Il team dietro questa ricerca aveva precedentemente esaminato modelli di buchi neri primordiali nell’universo primordiale, ma questi modelli non si adattavano alle osservazioni della CMB. Per correggere questo, gli scienziati hanno applicato correzioni alla teoria principale della formazione del buco nero primordiale. Correzioni riportate da QFT.
“All’inizio, l’universo era incredibilmente piccolo, molto più piccolo delle dimensioni di un singolo atomo. L’inflazione cosmica si espanse rapidamente di 25 ordini di grandezza”, hanno affermato nella dichiarazione Jun’ichi Yokoyama, direttore dell’IPMU di Kavli e di RESCEU. “A quel tempo, le onde che viaggiavano attraverso uno spazio così piccolo avrebbero avuto ampiezze relativamente grandi ma lunghezze d’onda molto corte”.
Il team ha scoperto che queste onde piccole ma potenti possono subire un’amplificazione per diventare onde molto più grandi e lunghe, che è ciò che gli astronomi vedono nell’attuale CMB. Il team ritiene che questa amplificazione sia il risultato della coerenza tra le prime onde corte, che può essere spiegata utilizzando la QFT.
“Mentre le singole onde corte sarebbero relativamente impotenti, i gruppi coesi avrebbero la capacità di riformare onde molto più grandi di loro”, ha detto Yokoyama. “Questo è un raro esempio in cui una teoria di qualcosa su una scala estrema sembra spiegare qualcosa sull’altra estremità della scala.”

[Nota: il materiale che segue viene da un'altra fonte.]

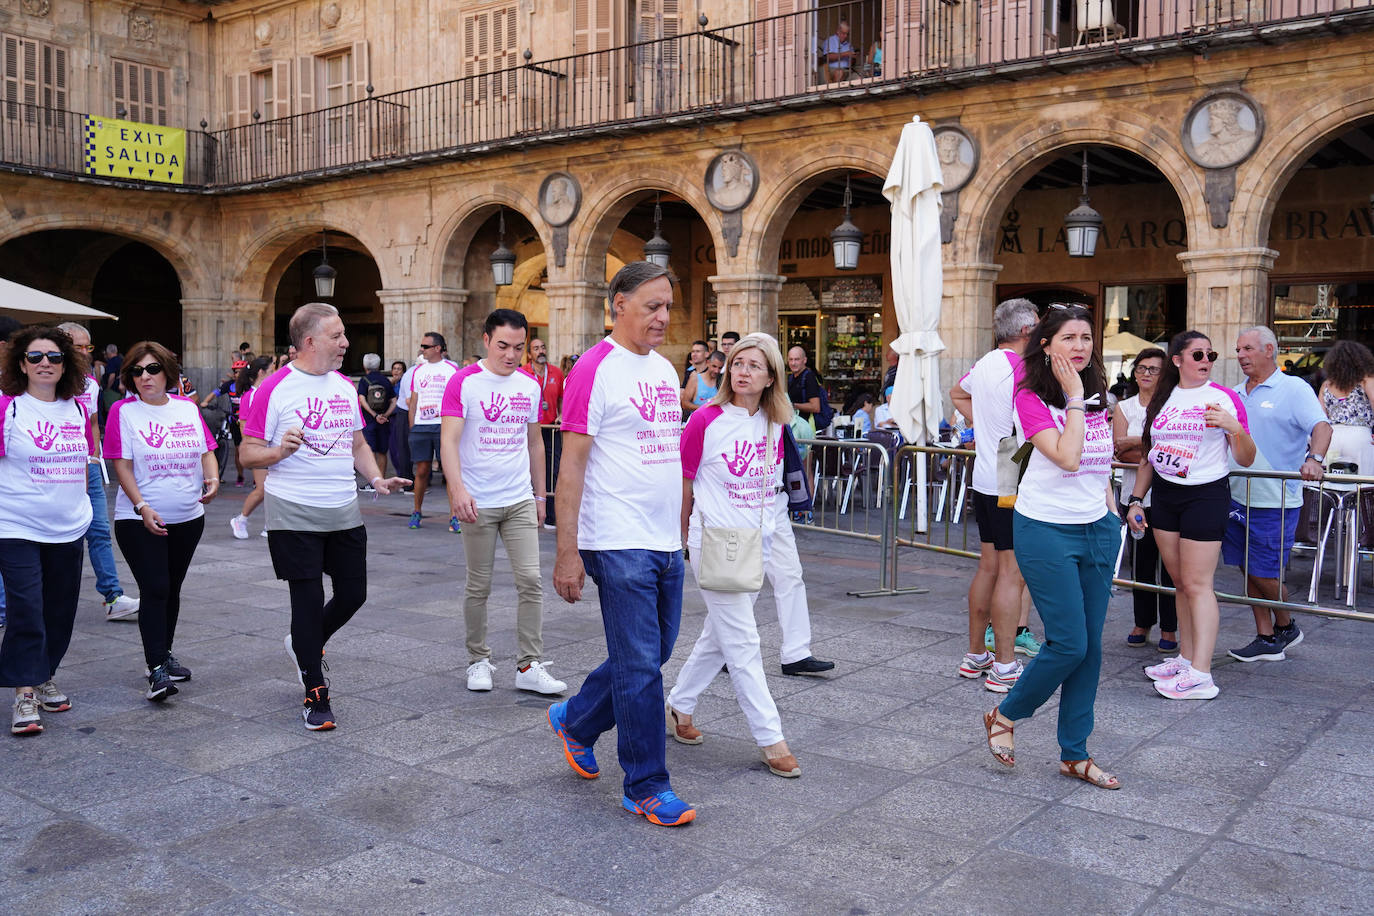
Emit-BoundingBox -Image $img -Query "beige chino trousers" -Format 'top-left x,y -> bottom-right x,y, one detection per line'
461,499 -> 544,668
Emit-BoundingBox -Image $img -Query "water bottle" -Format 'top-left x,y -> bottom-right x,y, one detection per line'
1129,506 -> 1145,541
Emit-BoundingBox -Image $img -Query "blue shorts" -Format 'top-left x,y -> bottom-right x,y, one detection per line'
408,425 -> 442,464
1222,500 -> 1301,579
362,418 -> 391,454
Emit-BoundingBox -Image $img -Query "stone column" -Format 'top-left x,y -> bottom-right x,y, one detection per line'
1178,247 -> 1278,388
706,273 -> 787,338
544,280 -> 608,362
377,288 -> 468,365
181,298 -> 268,394
939,262 -> 1002,409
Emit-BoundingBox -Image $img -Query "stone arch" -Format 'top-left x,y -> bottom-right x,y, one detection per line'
958,117 -> 1206,265
235,214 -> 387,305
570,168 -> 722,280
1239,91 -> 1374,246
431,191 -> 544,291
0,212 -> 210,300
750,145 -> 896,272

Se la teoria del team secondo cui le fluttuazioni precoci e su piccola scala dell’universo potrebbero crescere e influenzare le fluttuazioni su larga scala della CMB è corretta, ciò influenzerebbe il modo in cui crescono le strutture nell’universo. Misurare le fluttuazioni della CMB può aiutare a limitare l’entità delle fluttuazioni originali nell’universo primordiale. Ciò a sua volta pone dei vincoli sui fenomeni che si basano su fluttuazioni più brevi, come i buchi neri primordiali.
“È opinione diffusa che il collasso delle lunghezze d’onda corte ma potenti nell’universo primordiale sia ciò che ha portato alla creazione di buchi neri primordiali”, ha detto Christiano. “Il nostro studio suggerisce che dovrebbero esserci molti meno buchi neri primordiali di quelli necessari se fossero davvero forti candidati per la materia oscura o gli eventi di onde gravitazionali”.
I buchi neri primordiali sono attualmente ipotesi confermate. Questo perché la natura di intrappolamento della luce dei buchi neri di massa stellare rende difficile vedere questi oggetti più grandi, quindi immagina quanto sarebbe difficile individuare un buco nero con un orizzonte degli eventi delle dimensioni di una monetina.
La chiave per scoprire i buchi neri primordiali potrebbe non risiedere nell’“astronomia convenzionale”, ma nella misurazione di minuscole increspature nello spazio-tempo chiamate onde gravitazionali. Sebbene gli attuali rilevatori di onde gravitazionali non siano abbastanza sensibili da rilevare le increspature nello spaziotempo causate dalla collisione di buchi neri primordiali, progetti futuri, come l’antenna spaziale interferometro laser (LISA), porteranno il rilevamento delle onde gravitazionali nello spazio. Ciò potrebbe contribuire a confermare o respingere la teoria del team, avvicinando gli scienziati alla conferma se i buchi neri primordiali potrebbero essere responsabili della materia oscura.
La ricerca del team è stata pubblicata mercoledì (29 maggio) sulla rivista Physical Review Letters.